My coat is my nametag. I am identifiable in the halls from almost any angle because I always have it on. I would have a different nametag if my locker wasn’t deep in the Whiteman Hall territory, but that is a different story. This is the story of my coat, the inanimate object’s life.

I had longed for a leather coat since I was in the 6th grade. It was something I dearly wanted, the appearance, the comfort, and the status of having one was what drew me to it. However, at the time, the money needed for such a coat was something I desired to keep more. Another problem was finding one that I actually liked, and considering how much influence James Dean had on the industry, this was a tough endeavor. After several years of saving and searching, I had finally found one that I liked, and was also at a price I was willing to pay. A black lambskin coat, well designed, comfortable, on sale at Wilson’s Leather, a perfect combination of factors that finally drove me to get it.

Anyone who knows me well knows that when the air chills and I am out of my house, I have my coat. Formally I always wore it, or had it on the back of my chair, for fear of the lamb finding its legs again and walking away. Now, as its value has dropped, I keep it with me for convenience and habit. It is something ingrained in me to always have it within sight, and what easier way to see it than when I wear it. The only time I won’t wear it is when I am doing a dirty or rough activity. Otherwise, it is with me through the cold weather.

There is not much I associate specifically with it. There are no activities, events, or days I associate it. The reason it is special to me is the cumulative time I have worn it for the past three years. There have been fun times I have had when I happened to wear it, along with happy, sad, angry, and average days. However, the combined time I have worn it and the fact it is generally the first thing people see on me is what makes it important. My outward feelings of the coat don’t expand much further than warm and comfortable. Underneath these feelings though, there is something it makes me feel, though hard to explain, I know its there. It is something like power, strength, or toughness, things that aren’t really me, but something it does provide is pride. It is the pride of having a status symbol coat, and pride that I earned the money that paid for it.

It is other people who have stronger feelings applied to my coat. It makes teachers and shopkeepers nervous, afraid I am one of “them.” My friends identify me by it, picking me out of the halls to shout “Crackerjack!” People know me by it, a passerby will recognize it and remembering something I did while wearing it. Not to mention, with certain clothes it actually looks professional, or it did at one time.

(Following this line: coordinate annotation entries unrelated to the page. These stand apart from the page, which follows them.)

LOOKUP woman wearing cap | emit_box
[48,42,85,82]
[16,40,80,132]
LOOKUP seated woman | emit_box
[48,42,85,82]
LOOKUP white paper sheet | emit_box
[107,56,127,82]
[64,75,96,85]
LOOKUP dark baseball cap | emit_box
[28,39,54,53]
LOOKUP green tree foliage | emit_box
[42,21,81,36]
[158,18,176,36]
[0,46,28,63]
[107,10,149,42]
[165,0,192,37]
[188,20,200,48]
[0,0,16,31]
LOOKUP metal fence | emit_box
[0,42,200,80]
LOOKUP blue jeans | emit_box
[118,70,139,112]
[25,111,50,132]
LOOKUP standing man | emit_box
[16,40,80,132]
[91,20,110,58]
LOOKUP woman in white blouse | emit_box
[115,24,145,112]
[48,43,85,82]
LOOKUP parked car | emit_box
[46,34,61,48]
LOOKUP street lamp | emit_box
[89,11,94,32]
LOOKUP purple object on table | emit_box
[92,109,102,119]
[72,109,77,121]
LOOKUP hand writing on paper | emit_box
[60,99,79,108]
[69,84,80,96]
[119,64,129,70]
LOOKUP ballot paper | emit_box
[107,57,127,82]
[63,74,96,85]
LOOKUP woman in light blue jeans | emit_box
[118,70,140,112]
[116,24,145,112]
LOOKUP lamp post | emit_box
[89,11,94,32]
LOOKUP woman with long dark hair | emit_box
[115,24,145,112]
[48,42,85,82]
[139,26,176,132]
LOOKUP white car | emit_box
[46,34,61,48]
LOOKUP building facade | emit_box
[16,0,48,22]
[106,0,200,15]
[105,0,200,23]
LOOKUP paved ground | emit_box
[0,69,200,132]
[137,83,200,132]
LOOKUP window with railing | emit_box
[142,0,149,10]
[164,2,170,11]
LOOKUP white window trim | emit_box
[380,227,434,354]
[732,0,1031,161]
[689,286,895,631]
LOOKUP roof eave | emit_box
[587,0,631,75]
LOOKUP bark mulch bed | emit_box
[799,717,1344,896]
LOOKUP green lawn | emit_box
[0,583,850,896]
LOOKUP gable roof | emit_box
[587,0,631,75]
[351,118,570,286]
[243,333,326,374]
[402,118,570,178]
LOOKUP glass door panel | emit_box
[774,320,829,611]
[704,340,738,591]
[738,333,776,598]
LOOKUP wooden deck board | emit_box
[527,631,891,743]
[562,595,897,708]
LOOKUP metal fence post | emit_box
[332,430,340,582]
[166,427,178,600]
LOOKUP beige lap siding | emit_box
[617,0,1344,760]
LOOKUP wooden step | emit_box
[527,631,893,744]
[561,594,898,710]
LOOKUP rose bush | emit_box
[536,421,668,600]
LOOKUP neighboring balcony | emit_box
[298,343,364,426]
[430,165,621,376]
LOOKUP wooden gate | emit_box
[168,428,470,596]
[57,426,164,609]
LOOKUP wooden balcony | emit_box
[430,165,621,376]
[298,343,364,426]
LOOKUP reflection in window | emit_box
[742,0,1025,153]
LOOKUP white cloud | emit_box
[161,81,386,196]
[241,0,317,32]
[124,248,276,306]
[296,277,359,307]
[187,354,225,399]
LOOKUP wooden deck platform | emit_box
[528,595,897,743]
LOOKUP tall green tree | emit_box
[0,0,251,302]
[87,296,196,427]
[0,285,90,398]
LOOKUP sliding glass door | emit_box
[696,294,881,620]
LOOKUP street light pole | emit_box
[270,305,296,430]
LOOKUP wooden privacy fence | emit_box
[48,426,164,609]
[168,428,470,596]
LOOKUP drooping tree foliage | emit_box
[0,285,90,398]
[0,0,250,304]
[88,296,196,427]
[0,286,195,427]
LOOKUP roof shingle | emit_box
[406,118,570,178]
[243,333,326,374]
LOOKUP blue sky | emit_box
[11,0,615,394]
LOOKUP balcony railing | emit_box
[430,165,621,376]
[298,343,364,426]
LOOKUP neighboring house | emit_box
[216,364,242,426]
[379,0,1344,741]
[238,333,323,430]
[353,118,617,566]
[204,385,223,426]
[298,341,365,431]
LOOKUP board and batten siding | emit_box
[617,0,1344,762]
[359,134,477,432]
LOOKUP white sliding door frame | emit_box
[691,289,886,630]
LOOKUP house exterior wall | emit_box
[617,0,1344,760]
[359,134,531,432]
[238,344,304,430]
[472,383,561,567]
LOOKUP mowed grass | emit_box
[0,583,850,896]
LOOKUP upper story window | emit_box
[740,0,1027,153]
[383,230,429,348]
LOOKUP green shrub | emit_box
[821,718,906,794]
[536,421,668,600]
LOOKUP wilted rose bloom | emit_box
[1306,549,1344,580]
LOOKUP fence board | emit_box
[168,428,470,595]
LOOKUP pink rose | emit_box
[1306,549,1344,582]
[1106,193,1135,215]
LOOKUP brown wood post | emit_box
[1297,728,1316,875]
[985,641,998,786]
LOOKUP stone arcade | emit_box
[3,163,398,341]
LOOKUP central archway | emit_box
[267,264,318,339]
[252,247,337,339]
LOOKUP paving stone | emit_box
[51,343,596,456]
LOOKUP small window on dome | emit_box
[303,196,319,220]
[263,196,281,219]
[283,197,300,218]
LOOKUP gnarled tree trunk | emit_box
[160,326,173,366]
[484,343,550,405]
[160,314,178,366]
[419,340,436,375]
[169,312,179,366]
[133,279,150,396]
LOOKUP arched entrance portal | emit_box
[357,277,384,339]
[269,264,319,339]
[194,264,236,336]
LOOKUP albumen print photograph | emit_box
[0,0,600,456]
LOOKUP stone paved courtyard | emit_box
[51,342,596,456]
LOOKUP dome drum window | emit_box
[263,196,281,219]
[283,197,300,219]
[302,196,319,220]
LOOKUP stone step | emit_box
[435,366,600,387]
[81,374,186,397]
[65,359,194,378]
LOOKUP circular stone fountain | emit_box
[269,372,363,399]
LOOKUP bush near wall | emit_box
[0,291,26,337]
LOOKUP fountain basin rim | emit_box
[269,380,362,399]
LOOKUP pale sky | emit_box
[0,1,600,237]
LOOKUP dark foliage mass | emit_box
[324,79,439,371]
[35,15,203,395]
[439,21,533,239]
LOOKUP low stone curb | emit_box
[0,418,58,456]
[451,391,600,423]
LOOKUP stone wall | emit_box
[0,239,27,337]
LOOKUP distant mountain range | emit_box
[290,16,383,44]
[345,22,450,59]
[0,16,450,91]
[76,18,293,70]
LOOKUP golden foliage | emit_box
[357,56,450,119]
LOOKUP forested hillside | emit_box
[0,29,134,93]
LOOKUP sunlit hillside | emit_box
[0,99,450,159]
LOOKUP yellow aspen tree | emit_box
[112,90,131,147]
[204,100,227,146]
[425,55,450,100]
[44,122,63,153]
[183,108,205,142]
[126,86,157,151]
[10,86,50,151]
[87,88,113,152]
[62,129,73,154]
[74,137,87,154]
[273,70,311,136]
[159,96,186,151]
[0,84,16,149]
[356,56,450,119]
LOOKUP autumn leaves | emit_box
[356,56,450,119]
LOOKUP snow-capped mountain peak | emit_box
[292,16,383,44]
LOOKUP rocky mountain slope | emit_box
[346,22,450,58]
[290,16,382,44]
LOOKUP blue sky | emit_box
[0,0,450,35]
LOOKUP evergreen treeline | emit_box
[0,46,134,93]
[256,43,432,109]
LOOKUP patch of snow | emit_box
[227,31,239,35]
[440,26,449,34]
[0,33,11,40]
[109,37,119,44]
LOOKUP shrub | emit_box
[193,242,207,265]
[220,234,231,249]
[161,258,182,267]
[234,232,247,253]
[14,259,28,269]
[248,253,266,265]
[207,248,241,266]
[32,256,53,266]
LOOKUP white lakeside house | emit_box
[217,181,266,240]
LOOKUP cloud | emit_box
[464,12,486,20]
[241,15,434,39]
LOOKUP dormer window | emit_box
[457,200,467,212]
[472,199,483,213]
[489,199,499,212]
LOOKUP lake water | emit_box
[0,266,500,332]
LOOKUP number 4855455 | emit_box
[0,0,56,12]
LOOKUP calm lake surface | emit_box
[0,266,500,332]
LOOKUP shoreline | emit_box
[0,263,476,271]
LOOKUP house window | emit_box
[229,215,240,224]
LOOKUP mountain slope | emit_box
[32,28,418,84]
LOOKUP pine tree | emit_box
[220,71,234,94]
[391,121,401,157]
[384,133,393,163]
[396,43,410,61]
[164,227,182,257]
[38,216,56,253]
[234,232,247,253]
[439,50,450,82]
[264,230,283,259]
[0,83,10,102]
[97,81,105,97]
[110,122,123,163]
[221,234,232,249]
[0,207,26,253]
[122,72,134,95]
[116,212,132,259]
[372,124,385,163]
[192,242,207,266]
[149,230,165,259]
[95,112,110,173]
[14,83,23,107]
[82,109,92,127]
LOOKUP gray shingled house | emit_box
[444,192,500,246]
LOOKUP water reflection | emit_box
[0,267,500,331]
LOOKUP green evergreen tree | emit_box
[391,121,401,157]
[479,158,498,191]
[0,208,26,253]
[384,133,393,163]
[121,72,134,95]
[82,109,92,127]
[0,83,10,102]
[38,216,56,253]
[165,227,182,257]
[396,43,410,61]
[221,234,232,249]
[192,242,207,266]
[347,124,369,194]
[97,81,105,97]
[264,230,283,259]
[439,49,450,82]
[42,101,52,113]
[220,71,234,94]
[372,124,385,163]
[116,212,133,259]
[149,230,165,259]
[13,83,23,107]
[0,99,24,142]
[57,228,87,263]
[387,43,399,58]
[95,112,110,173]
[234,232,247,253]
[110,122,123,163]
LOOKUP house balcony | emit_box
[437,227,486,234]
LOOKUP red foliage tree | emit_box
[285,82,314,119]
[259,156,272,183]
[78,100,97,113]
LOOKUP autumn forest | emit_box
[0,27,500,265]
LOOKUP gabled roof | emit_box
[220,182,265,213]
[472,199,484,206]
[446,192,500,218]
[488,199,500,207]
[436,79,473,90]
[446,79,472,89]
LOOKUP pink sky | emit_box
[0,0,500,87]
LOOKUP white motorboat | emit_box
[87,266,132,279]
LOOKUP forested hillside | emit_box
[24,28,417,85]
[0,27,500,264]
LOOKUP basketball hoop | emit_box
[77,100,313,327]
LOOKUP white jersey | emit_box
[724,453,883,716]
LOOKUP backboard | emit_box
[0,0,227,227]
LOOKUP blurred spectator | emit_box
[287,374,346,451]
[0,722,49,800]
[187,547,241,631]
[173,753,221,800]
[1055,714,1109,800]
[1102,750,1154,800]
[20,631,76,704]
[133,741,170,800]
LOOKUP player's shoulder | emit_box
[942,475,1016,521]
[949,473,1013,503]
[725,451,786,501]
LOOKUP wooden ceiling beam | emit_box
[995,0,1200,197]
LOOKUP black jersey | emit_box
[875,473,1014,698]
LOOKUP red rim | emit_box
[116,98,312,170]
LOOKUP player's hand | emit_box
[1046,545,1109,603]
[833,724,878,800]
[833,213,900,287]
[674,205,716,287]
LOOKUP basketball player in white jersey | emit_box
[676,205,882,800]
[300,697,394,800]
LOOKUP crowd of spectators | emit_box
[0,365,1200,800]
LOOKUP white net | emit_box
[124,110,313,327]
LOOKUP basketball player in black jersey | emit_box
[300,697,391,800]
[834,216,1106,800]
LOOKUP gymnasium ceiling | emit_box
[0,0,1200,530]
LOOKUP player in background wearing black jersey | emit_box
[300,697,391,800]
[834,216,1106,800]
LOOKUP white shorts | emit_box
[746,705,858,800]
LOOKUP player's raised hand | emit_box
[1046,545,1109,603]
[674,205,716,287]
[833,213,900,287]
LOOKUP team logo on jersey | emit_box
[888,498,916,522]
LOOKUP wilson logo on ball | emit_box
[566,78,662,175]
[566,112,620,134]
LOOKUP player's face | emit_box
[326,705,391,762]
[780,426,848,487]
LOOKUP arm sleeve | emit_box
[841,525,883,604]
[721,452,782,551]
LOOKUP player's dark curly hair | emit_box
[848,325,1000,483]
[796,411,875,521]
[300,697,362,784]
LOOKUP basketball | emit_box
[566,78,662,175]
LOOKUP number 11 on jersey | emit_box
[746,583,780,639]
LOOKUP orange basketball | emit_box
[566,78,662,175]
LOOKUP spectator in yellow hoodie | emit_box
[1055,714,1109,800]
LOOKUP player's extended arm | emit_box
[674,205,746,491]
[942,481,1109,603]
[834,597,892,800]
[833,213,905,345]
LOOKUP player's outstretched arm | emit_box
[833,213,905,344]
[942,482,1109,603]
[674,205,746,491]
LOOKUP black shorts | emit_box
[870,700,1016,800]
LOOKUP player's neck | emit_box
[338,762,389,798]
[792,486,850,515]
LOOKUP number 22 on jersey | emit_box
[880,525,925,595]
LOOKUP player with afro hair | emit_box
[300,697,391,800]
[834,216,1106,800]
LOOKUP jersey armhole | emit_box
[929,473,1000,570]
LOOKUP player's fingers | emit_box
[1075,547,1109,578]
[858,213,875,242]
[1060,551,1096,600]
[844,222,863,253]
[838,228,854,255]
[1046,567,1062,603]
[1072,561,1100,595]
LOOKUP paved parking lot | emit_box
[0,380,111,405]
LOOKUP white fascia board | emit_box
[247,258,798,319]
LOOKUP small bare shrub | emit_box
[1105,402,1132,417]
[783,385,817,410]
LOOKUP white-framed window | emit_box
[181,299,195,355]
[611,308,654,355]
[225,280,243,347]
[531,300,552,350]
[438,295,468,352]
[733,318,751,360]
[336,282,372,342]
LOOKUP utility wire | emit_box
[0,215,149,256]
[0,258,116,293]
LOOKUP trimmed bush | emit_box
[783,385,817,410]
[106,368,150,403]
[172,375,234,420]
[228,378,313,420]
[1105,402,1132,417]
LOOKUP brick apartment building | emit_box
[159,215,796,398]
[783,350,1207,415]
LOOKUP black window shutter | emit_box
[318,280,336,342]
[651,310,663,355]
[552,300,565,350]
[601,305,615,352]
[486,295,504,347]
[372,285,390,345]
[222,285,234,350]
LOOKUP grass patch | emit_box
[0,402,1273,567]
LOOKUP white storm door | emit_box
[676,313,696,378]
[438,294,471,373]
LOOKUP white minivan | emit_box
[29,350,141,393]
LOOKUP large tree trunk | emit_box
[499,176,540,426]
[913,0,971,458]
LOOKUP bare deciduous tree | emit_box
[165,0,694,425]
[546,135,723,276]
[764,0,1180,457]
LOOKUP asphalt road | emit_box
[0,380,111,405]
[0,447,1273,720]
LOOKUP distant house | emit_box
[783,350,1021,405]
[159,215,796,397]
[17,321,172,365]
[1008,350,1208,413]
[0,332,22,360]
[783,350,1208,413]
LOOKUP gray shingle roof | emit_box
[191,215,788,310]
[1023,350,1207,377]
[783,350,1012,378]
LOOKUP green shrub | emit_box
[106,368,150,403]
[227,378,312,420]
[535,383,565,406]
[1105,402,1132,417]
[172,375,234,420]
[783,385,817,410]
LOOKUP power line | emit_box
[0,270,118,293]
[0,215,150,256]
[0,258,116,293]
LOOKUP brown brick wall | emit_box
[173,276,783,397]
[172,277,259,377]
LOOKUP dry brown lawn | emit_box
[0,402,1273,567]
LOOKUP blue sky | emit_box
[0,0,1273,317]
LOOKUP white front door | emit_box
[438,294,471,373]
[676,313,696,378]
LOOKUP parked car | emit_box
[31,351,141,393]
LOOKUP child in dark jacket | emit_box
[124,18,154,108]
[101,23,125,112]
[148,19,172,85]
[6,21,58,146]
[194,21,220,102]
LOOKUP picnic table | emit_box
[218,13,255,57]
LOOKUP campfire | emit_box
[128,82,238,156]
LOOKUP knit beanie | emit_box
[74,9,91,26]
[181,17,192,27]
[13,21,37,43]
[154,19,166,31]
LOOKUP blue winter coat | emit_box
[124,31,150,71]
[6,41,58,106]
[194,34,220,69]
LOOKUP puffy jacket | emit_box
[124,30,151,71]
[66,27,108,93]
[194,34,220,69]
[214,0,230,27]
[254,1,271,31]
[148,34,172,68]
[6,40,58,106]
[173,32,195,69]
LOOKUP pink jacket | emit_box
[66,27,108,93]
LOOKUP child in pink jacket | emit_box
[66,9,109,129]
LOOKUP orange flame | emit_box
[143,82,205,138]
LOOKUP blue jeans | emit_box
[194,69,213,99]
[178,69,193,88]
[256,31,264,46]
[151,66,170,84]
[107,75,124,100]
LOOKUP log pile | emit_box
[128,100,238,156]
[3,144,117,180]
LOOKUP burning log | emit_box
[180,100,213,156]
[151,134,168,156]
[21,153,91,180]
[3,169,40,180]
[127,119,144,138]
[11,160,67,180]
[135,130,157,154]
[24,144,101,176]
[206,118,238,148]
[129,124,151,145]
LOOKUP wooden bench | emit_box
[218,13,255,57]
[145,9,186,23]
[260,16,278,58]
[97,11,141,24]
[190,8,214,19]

Three years have worn it down, and now has nicks in the leather and faded areas. The original zipper pull broke, leaving me for a year to deal with paper clips or other ingenious mechanisms to zipper it, until a friend who calls out my real name in the halls replaced it as a gift. Excessive wearing has made the leather exceptionally soft and comfortable, though has left it rather weak in some areas. Harsh treatment and lack of care for it has left it in a poor state, but I wear it as much as ever. After all, my coat is my nametag.